I am now convinced that /proc is showing total memory ever allocated since
the OS is not
recovering any freed memory. If you want to see memory allocated, but not
freed, just
do not destroy the DA and run with -malloc_test.

   Matt


> juhaj at dhcp071> CMD='import helpers;
> procdata=helpers._ProcessMemoryInfoProc();
> print procdata.rss/2**20, "MiB /", procdata.os_specific[3][1]; from
> petsc4py
> import PETSc; procdata=helpers._ProcessMemoryInfoProc(); print
> procdata.rss/2**20, "MiB /", procdata.os_specific[3][1]; da =
> PETSc.DA().create(sizes=[100,100,100],
> proc_sizes=[PETSc.DECIDE,PETSc.DECIDE,PETSc.DECIDE], boundary_type=[3,0,0],
> stencil_type=PETSc.DA.StencilType.BOX, dof=7, stencil_width=1,
> comm=PETSc.COMM_WORLD); procdata=helpers._ProcessMemoryInfoProc(); print
> procdata.rss/2**20, "MiB /", procdata.os_specific[3][1]'
> juhaj at dhcp071> mpirun -np 1 python -c "$CMD"
> 21 MiB / 22280 kB
> 21 MiB / 22304 kB
> 354 MiB / 419176 kB
> juhaj at dhcp071> mpirun -np 2 python -c "$CMD"
> 22 MiB / 23276 kB
> 22 MiB / 23020 kB
> 22 MiB / 23300 kB
> 22 MiB / 23044 kB
> 141 MiB / 145324 kB
> 141 MiB / 145068 kB
> juhaj at dhcp071> mpirun -np 4 python -c "$CMD"
> 22 MiB / 23292 kB
> 22 MiB / 23036 kB
> 22 MiB / 23316 kB
> 22 MiB / 23060 kB
> 22 MiB / 23316 kB
> 22 MiB / 23340 kB
> 22 MiB / 23044 kB
> 22 MiB / 23068 kB
> 81 MiB / 83716 kB
> 82 MiB / 83976 kB
> 81 MiB / 83964 kB
> 81 MiB / 83724 kB
>
> As one would expect, 4 ranks needs more memory than 2 ranks, but quite
> unexpectedly, 1 rank needs more than 2! I guess you are right: the
> 1-rank-case
> is not optimised and quite frankly, I don't mind: I only ever run small
> tests
> with one rank. Unfortunately, trying to create the simplest possible
> scenario
> to illustrate my point, I used a small DA and just one rank, precisely to
> avoid the case where the excess memory would be due to MPI buffers or such.
> Looks like my plan backfired. ;)
>
> But even still, my 53 MiB lattice, without any vectors created, takes 280
> or
> 320 MiB of memory – down to <6 from the original 6.6.
>
> I will test with 3.3 later today if I have the time, but I'm pretty sure
> things were "better" there.
>
> On Monday 21 October 2013 15:23:01 Barry Smith wrote:
> >    Matt,
> >
> >      I think you are running on 1 process where the DMDA doesn't have an
> > optimized path, when I run on 2 processes the numbers indicate nothing
> > proportional to dof* number of local points
> >
> > dof = 12
> > ~/Src/petsc/test  master $ petscmpiexec -n 2 ./ex1 -malloc_log | grep
> > VecScatter [0] 7 21344 VecScatterCreate()

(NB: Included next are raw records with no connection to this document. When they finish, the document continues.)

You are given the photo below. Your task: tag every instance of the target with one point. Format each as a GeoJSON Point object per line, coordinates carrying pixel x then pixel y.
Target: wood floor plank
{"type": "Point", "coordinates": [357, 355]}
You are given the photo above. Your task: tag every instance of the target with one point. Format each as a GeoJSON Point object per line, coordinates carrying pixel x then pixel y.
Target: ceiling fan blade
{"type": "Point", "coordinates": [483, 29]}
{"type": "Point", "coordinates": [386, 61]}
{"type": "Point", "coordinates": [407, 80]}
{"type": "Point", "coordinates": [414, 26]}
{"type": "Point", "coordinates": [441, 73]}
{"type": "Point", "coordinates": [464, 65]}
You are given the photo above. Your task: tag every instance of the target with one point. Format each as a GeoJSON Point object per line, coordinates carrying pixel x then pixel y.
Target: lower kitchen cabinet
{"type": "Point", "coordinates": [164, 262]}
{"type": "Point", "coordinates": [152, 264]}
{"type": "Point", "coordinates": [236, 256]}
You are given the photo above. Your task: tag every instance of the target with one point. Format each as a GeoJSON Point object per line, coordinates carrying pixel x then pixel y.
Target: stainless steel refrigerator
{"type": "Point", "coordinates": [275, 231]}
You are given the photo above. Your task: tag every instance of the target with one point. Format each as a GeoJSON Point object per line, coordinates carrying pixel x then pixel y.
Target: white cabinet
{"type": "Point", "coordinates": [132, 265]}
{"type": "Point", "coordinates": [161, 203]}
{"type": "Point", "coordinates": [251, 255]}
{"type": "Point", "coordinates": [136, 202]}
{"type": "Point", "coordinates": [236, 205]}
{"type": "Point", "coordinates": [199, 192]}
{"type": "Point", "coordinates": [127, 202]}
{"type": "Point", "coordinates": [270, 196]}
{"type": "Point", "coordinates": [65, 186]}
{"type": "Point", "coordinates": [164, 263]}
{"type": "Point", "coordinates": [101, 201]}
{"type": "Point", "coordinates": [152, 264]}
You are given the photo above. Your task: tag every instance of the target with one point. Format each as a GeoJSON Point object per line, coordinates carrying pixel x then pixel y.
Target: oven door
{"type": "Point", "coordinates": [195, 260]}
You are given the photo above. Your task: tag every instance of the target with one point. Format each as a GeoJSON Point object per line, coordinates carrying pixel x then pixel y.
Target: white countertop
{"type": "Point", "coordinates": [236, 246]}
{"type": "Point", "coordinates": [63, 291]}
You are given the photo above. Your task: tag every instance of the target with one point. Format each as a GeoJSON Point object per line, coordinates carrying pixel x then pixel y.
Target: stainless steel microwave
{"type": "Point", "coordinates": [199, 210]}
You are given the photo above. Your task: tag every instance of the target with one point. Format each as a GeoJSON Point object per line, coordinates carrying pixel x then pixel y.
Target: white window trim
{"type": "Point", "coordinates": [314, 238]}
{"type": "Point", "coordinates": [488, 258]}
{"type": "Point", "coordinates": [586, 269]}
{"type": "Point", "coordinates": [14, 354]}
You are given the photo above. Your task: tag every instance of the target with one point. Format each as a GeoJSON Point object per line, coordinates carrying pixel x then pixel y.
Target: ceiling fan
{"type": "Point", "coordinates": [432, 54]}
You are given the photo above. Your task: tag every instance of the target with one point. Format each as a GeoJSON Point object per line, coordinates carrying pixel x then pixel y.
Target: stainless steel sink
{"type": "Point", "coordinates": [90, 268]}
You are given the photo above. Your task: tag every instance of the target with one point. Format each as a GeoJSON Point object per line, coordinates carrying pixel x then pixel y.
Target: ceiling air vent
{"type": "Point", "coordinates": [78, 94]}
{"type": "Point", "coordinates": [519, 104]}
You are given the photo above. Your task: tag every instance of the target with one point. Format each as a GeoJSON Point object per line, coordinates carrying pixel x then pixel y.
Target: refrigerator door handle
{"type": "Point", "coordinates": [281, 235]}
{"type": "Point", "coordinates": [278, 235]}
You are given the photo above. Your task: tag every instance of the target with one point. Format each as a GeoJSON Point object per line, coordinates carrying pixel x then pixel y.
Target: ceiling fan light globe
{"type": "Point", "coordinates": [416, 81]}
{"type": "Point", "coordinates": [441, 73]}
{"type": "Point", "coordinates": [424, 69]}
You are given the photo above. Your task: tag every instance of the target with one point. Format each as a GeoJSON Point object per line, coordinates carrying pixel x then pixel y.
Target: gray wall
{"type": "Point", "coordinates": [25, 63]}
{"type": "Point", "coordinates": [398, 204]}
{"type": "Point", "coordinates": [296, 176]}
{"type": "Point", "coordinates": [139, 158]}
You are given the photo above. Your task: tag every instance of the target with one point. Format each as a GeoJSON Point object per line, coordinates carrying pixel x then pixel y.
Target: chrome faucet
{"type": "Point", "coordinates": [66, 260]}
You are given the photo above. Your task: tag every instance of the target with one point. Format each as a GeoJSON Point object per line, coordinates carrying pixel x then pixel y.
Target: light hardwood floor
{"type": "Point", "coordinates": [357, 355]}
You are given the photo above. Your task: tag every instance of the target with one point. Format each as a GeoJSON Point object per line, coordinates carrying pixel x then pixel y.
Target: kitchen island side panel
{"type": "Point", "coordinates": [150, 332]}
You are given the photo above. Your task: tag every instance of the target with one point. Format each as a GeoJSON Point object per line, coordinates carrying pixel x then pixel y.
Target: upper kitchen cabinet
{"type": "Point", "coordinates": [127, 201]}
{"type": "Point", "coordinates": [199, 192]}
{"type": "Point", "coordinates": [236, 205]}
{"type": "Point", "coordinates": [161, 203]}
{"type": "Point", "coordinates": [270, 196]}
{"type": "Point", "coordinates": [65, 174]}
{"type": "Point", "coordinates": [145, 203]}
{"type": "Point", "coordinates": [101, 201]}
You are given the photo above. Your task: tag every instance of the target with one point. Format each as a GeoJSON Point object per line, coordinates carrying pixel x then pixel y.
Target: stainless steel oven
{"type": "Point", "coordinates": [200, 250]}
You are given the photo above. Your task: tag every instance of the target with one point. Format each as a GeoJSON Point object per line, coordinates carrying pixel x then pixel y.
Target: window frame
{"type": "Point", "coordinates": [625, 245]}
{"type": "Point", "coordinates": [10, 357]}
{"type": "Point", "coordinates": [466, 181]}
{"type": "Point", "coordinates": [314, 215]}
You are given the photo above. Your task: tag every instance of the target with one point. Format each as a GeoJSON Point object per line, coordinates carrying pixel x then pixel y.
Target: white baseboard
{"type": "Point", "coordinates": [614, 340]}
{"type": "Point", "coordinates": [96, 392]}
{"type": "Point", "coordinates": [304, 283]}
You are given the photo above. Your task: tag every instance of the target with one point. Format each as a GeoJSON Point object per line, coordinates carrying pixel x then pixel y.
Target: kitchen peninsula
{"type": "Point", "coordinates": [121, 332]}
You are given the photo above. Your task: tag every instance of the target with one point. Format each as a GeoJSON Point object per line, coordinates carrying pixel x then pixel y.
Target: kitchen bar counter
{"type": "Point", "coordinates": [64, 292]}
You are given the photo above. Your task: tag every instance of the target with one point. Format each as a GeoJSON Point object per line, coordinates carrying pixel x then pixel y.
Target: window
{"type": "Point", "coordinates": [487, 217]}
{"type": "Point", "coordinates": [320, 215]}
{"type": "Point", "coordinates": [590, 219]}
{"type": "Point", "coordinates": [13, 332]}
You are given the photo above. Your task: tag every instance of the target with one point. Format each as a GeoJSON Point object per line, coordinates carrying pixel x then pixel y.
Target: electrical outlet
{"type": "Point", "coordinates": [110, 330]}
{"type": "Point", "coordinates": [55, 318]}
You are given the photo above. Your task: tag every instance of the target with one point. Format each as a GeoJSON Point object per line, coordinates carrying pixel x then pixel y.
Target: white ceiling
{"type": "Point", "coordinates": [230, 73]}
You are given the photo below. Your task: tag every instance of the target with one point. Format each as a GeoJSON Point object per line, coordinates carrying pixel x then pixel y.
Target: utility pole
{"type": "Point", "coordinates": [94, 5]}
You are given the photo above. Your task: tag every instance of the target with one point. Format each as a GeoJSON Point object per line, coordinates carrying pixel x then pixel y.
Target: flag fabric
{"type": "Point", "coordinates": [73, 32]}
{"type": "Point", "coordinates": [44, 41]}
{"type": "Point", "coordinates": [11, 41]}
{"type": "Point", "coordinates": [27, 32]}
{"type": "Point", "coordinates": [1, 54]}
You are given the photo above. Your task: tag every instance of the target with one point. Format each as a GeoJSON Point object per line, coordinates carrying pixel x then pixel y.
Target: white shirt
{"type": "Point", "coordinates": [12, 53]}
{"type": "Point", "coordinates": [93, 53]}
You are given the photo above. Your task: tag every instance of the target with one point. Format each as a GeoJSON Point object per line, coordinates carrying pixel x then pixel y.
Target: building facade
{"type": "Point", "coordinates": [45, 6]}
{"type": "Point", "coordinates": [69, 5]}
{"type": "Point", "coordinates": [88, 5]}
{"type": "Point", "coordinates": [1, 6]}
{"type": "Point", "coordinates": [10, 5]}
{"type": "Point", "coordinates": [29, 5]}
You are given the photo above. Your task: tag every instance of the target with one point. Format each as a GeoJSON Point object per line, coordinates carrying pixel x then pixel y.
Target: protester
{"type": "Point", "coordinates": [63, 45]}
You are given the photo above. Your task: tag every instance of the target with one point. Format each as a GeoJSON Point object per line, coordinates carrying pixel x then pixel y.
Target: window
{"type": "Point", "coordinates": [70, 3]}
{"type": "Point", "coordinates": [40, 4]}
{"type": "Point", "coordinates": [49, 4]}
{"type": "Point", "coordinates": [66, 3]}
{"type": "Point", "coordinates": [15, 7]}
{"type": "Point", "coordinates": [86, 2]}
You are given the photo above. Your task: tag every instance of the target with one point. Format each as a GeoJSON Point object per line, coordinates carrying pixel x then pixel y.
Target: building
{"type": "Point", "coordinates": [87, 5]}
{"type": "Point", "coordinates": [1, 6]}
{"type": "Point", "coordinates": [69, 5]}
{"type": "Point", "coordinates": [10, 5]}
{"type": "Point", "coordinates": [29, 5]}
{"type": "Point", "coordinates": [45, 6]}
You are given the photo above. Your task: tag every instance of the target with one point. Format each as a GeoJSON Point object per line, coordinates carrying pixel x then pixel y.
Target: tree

> > [0] 2 32 VecScatterCreateCommon_PtoS()
> > [0] 39 182480 VecScatterCreate_PtoS()
> >
> > dof = 8
> > ~/Src/petsc/test  master $ petscmpiexec -n 2 ./ex1 -malloc_log | grep
> > VecScatter [0] 7 21344 VecScatterCreate()
> > [0] 2 32 VecScatterCreateCommon_PtoS()
> > [0] 39 176080 VecScatterCreate_PtoS()
> >
> > dof = 4
> >
> > ~/Src/petsc/test  master $ petscmpiexec -n 2 ./ex1 -malloc_log | grep
> > VecScatter [0] 7 21344 VecScatterCreate()
> > [0] 2 32 VecScatterCreateCommon_PtoS()
> > [0] 39 169680 VecScatterCreate_PtoS()
> >
> > dof = 2
> > ~/Src/petsc/test  master $ petscmpiexec -n 2 ./ex1 -malloc_log | grep
> > VecScatter [0] 7 21344 VecScatterCreate()
> > [0] 2 32 VecScatterCreateCommon_PtoS()
> > [0] 39 166480 VecScatterCreate_PtoS()
> >
> > dof =2 grid is 50 by 50 instead of 100 by 100
> >
> > ~/Src/petsc/test  master $ petscmpiexec -n 2 ./ex1 -malloc_log | grep
> > VecScatter [0] 7 6352 VecScatterCreate()
> > [0] 2 32 VecScatterCreateCommon_PtoS()
> > [0] 39 43952 VecScatterCreate_PtoS()
> >
> > The IS creation in the DMDA is far more troubling
> >
> > /Src/petsc/test  master $ petscmpiexec -n 2 ./ex1 -malloc_log | grep IS
> >
> > dof = 2
> >
> > [0] 1 20400 ISBlockSetIndices_Block()
> > [0] 15 3760 ISCreate()
> > [0] 4 128 ISCreate_Block()
> > [0] 1 16 ISCreate_Stride()
> > [0] 2 81600 ISGetIndices_Block()
> > [0] 1 20400 ISLocalToGlobalMappingBlock()
> > [0] 7 42016 ISLocalToGlobalMappingCreate()
> >
> > dof = 4
> >
> > ~/Src/petsc/test  master $ petscmpiexec -n 2 ./ex1 -malloc_log | grep IS
> > [0] 1 20400 ISBlockSetIndices_Block()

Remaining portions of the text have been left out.